BNPP RI Perkenalkan Peran dan Program Perbatasan ke Negara Tetangga
Duta Besar Timor-Leste Roberto Sarmento de Oliveira Soares menilai forum tersebut sebagai ruang dialog yang memperkuat hubungan bertetangga. Timor-Leste, kata dia, berkomitmen melanjutkan kerja sama dengan Indonesia, termasuk pengembangan sumber daya manusia.
“Ini merupakan kesempatan yang sangat luar biasa bahwa Bapak Menteri Tito Karnavian telah memfasilitasi dialog yang hangat, terbuka, dan sangat mendalam di antara negara-negara bertetangga,” ujar Roberto.

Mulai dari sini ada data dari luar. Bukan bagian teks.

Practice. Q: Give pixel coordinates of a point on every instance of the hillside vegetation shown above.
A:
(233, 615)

Dari sisi Australia, Penasihat Australian Border Force untuk Indonesia Ian Kelly menyebut forum ini sebagai kesempatan memperkokoh kerja sama kedua negara. Ia menilai kemitraan Indonesia dan Australia dapat terus dikembangkan, termasuk untuk menjaga stabilitas kawasan dan memenuhi kebutuhan masyarakat.
Bagi Indonesia, pengelolaan perbatasan tidak hanya menyangkut garis batas wilayah. Kawasan perbatasan juga menjadi ruang interaksi sosial, ekonomi, dan budaya yang melibatkan warga di kedua sisi. Karena itu, dialog dengan negara tetangga menjadi penting agar pembangunan kawasan berjalan seiring dengan kepentingan hubungan bilateral.
Forum Indonesia Border Partnership Coffee Morning menjadi bagian dari upaya BNPP RI membangun komunikasi lintas negara. Pendekatan itu menempatkan batas wilayah, hubungan antarmasyarakat, dan manfaat pembangunan sebagai satu kesatuan.
Ke depan, BNPP RI diharapkan terus membuka ruang dialog serupa dengan negara-negara tetangga. Dengan begitu, pengelolaan perbatasan dapat berjalan lebih terbuka, damai, dan produktif bagi masyarakat di kawasan.